There's no instantaneous way to do it reliably... so I improvised:

All PixelShips does is start its Allegro timer for 70 BPS, then runs 70 vsynced() blits to the screen. Once those blits are done, it checks how many times the Allegro timer did its thing. If there's less than a 2 or 3 frame difference, it goes with the vsyncing instead of the timer.

--- Kris Asick (Gemini)
--- http://www.pixelships.com

--- Kris Asick (Gemini)
--- http://www.pixelships.com

Kitty Cat
Member #2,815
October 2002
avatar

Don't forget to take into account timer drift. More than likely, the soundcard, mobo, video card, nor your monitor will run at exactly the same speed, so even if they all run an xx-hz timer, they'll slowly drift apart.

--
"Do not meddle in the affairs of cats, for they are subtle and will pee on your computer." -- Bruce Graham

Kris Asick
Member #1,424
July 2001

I know. Since there's no sound or music though I didn't particularly care if there was any drift. 72 FPS or 68 FPS is still very close to 70.

Besides, I made PixelShips seven years ago. I was still an Allegro newb. ;)

--- Kris Asick (Gemini)
--- http://www.pixelships.com

--- Kris Asick (Gemini)
--- http://www.pixelships.com

gillius
Member #119
April 2000

Isn't this problem solved by triple buffering? Triple buffering lets the game render frames as fast as it can independently of the refresh, because the renderer won't have to wait for vertical blank to occur before moving on to the next frame.

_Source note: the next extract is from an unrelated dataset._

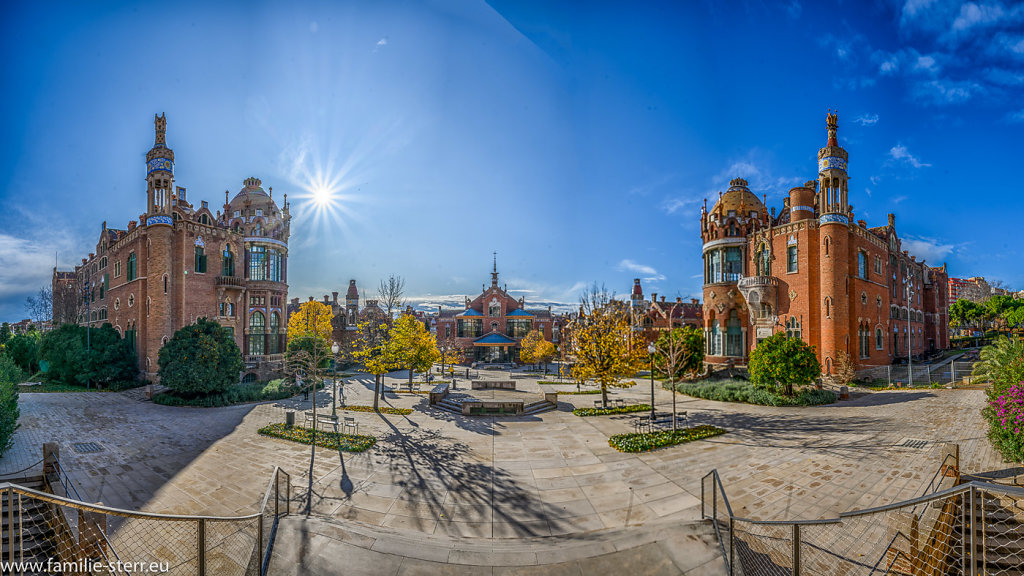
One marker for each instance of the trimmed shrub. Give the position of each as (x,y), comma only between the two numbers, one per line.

However, if refresh is 80hz, and you are rendering at 60hz, it might look choppier than vsyncing at 40hz... I'm not sure. Or maybe what I'm remembering is that 60fps without vsync can look worse than 40fps with vsync. I also think that variable 40-60fps can also look worse than constant 40fps always.

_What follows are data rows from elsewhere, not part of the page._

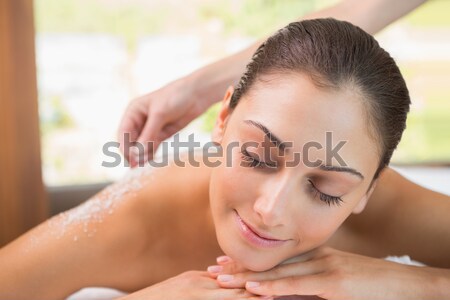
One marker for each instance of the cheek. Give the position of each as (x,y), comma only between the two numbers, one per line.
(315,228)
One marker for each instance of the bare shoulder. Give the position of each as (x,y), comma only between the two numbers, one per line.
(401,218)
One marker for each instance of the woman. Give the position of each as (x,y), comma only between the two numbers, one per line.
(269,211)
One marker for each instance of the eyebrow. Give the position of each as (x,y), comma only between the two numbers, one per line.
(282,146)
(269,134)
(341,169)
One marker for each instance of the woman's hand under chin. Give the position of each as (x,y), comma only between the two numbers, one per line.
(191,285)
(335,275)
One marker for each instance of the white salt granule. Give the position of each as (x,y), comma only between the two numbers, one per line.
(97,208)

But from a technical point of view, it is possible to use vsync AND get a framerate that isn't an exact division of the refresh rate.

Gillius
Gillius's Programming -- https://gillius.org/

CGamesPlay
Member #2,559
July 2002
avatar

Quote:

Isn't this problem solved by triple buffering?

Tripple buffering solves the shearing and framerate division problems that Kris described.

--
Tomasu: Every time you read this: hugging!

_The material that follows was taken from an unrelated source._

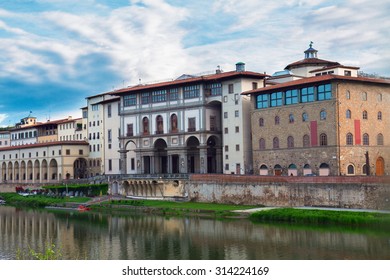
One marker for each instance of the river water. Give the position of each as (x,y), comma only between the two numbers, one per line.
(101,236)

Ryan Patterson - <http://cgamesplay.com/>

Kris Asick
Member #1,424
July 2001

thinks about it for a moment

Yes, triple buffering would solve those problems. For some reason I didn't think it would when I wrote my first response.

I haven't much experience with triple buffering, so when I wrote my response I was simply thinking, "Triple buffering uses vsync, so it counts." ::)

--- Kris Asick (Gemini)
--- http://www.pixelships.com

--- Kris Asick (Gemini)
--- http://www.pixelships.com

ImLeftFooted
Member #3,935
October 2003
avatar

Quote:

Not really. The monitor always has the most recent frame ready to display, and the game speed is only going at real-time. The game gets 85 FPS, and they are always the newest frame, closest to the actual state of the game at the time of refresh.

Damnit.. I think you're right. I remember there being some case where it was actually a hurt framerate. Its a waste of CPU (and hence battery life) at least.